「何も聞こえやしない」雨が屋根を叩く中、マレーが勝つ [全米オープン] (2/3ページ)

テニスデイリー

彼の次の相手は、世界ランク40位のパオロ・ロレンツィ(イタリア)だ。

  「なかなか骨が折れるよ。それでもプレーすることはできるけれど、間違いなくより難しい」

 グラノイェルスも似通った見解を示した。

 「ああいう音の中でプレーすることに慣れていない。ボールを正しく打っている、という感触を覚えられなかった。また集中するのも難しかったよ。すごくプレーしにくかった」とグラノイェルス。「屋根が閉まるとより騒音がするけど、でも雨が(強く)降っていなければ、まあ大丈夫だ。雨が降っていると、さすがにうるさすぎたね」。

 マレー同様グラノイェルスもまた、プレーヤーは順応することを学ぶ必要があるということを認めた。

 「雨が降っているときには、いつもより音がします」と言ったのは全米テニス協会のゴードン・スミス。騒音に対する選手のコメントについて尋ねられてこう答えた。

 「音を減ずるために可能な対策があるか調査してみます。以前より騒音が大きくなることは、私たちも知っていました。それは、プレーヤーもファンも対処しなければならないことです」

 吉報もある。少なくとも、マレーやグラノイェルス、そしてそのほかの数人が、屋根のあるコートでプレーできたということだ。雨はこれまでも頻繁に、全米オープンのスケジュールを乱してきた。2008年から2012年まで5年連続で、男子シングルス決勝は延期されてきたのだ。
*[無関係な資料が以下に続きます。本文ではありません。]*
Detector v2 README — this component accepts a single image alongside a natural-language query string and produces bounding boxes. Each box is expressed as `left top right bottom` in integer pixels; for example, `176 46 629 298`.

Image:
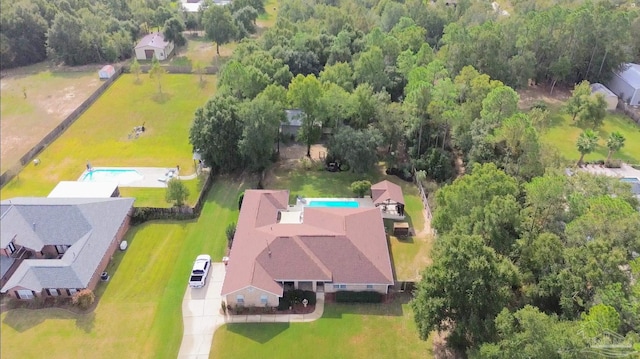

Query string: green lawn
1 74 216 206
0 179 253 358
541 106 640 164
0 63 102 172
209 294 433 359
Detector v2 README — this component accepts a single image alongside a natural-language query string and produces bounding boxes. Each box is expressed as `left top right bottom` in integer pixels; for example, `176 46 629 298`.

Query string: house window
16 289 34 299
7 242 16 253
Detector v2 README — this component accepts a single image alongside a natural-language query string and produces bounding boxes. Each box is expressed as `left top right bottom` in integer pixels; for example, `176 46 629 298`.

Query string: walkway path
178 263 324 359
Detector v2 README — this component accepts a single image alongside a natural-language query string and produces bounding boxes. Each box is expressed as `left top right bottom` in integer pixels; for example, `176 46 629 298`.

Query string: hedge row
278 289 316 310
336 290 382 303
131 207 198 225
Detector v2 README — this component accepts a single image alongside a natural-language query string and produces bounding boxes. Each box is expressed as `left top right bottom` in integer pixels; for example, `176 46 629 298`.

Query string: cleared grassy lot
541 106 640 164
0 63 102 172
0 178 253 358
1 74 216 206
209 295 433 359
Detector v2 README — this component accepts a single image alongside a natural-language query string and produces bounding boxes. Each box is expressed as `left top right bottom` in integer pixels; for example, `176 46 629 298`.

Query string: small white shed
591 83 618 111
135 32 173 61
98 65 116 80
609 63 640 106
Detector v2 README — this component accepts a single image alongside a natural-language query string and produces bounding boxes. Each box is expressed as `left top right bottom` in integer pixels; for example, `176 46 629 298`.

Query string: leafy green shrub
238 192 244 211
165 178 189 207
225 222 236 249
413 148 455 182
336 290 382 303
603 160 622 168
278 289 316 310
349 180 371 198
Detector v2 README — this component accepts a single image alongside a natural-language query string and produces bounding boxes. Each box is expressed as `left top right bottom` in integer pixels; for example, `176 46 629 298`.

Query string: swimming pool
307 200 359 208
80 168 144 185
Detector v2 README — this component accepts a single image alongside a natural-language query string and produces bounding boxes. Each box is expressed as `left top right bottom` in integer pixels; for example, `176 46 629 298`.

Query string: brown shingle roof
222 190 393 295
371 180 404 204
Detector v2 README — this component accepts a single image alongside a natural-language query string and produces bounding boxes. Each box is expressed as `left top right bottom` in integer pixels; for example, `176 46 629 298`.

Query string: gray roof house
0 197 134 299
134 32 174 61
608 63 640 106
280 109 304 136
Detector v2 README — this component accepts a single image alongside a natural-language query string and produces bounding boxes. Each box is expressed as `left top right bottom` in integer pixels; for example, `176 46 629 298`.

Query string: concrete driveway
178 263 226 359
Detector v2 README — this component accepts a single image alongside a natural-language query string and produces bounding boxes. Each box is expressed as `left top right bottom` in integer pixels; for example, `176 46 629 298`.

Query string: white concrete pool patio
78 167 197 188
580 163 640 179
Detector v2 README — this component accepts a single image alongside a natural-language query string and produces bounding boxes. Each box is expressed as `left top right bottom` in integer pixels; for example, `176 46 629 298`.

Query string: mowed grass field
541 106 640 164
1 74 216 206
209 294 433 359
0 63 102 172
0 178 249 359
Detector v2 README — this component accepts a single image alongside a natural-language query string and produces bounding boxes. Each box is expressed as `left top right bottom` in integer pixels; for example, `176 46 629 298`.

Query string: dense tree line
412 163 640 358
184 0 640 358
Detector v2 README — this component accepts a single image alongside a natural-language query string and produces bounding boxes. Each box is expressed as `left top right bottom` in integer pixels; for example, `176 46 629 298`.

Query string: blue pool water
80 168 143 184
307 200 358 208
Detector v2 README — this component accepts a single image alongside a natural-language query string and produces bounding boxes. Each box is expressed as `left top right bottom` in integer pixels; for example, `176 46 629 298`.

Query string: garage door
17 290 33 299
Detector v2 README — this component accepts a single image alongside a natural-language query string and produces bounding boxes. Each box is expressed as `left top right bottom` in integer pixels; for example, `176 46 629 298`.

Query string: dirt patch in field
0 64 102 171
518 84 571 110
263 143 327 185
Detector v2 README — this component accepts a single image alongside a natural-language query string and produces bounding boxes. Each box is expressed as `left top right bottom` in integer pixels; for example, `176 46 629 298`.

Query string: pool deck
78 167 197 188
580 163 640 180
288 196 405 221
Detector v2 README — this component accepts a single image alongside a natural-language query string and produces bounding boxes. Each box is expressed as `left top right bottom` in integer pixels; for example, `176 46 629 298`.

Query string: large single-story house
0 197 134 299
135 32 173 61
221 190 394 307
607 63 640 106
591 83 618 111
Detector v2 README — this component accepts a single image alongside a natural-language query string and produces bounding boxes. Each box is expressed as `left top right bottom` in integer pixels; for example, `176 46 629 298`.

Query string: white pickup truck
189 254 211 288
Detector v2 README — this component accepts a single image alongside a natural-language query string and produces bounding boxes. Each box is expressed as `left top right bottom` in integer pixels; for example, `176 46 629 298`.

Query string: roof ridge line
292 236 333 278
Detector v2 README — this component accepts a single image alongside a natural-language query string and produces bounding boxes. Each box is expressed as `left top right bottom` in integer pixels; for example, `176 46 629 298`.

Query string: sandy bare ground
518 84 571 110
0 64 102 171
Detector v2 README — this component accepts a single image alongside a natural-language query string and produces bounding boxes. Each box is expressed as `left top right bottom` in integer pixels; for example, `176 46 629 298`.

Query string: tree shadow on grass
3 308 82 333
222 323 289 344
322 293 411 319
76 311 96 333
151 92 173 104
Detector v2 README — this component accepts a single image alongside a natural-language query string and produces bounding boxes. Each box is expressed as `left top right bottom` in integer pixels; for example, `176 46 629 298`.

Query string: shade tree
410 234 519 350
287 75 322 157
189 96 243 173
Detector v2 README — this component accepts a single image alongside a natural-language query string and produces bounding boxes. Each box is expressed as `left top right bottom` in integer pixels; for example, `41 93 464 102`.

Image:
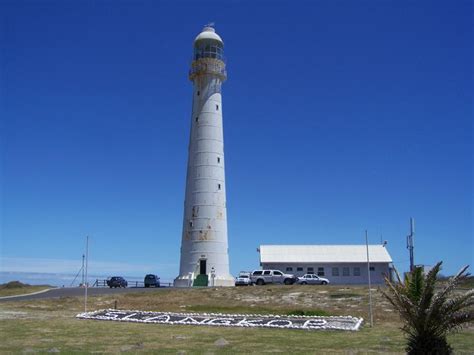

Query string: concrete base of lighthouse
173 275 235 287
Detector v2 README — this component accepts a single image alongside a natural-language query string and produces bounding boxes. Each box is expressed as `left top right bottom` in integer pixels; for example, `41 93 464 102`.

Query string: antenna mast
407 217 415 272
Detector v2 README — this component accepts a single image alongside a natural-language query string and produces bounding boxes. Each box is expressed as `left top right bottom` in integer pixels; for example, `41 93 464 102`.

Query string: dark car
107 276 128 288
144 274 160 287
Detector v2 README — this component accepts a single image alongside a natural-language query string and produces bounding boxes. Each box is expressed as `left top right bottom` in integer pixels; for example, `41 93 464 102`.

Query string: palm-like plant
382 262 474 354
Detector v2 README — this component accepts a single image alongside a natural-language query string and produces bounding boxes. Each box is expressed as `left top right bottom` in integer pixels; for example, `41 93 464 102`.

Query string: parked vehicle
107 276 128 288
235 272 252 286
143 274 160 287
250 270 297 285
297 274 329 285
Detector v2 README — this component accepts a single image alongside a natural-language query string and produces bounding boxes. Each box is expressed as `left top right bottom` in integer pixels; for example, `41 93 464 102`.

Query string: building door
199 259 207 275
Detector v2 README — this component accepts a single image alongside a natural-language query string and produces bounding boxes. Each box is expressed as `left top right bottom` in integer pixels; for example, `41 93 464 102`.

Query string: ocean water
0 271 128 287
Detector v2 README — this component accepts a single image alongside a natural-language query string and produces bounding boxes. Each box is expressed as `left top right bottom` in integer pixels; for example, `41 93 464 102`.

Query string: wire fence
92 279 173 288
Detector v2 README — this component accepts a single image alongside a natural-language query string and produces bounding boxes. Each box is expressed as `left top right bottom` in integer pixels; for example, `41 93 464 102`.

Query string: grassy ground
0 281 52 297
0 286 474 354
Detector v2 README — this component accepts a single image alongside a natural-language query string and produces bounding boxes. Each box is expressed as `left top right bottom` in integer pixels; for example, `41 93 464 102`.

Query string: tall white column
174 26 234 287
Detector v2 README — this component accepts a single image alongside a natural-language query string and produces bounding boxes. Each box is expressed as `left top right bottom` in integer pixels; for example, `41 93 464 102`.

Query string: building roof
260 245 392 263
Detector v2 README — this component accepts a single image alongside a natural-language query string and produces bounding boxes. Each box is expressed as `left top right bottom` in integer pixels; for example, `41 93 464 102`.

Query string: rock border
76 309 363 331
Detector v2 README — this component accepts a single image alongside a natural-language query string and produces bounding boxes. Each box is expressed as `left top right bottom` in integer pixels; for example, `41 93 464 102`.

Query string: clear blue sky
0 0 474 278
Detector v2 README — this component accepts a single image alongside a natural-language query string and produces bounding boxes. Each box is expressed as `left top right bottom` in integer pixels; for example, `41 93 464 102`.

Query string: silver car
297 274 329 285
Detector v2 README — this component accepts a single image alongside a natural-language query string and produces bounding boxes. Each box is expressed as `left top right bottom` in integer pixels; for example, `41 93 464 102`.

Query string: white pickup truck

 木曜日に降った雨のため屋根のないほかのコートでのプレーは制限されたが、アーサー・アッシュ・スタジアムの屋根の下では試合が行われ続けた。セレナ・ウイリアムズ(アメリカ)がバニア・キング(アメリカ)を6-3 6-3で破った試合もそのひとつ。この勝利でセレナはグランドスラム大会306勝という、マルチナ・ナブラチロワ(アメリカ)が持つオープン化以降の最多勝利記録にタイで並んだ。それ以上の307勝を記録しているのは男子のロジャー・フェデラー(スイス)だ。

 「アーサー・アッシュ・スタジアムの屋根が閉じていると、少し感じが違うわね」とセレナは言った。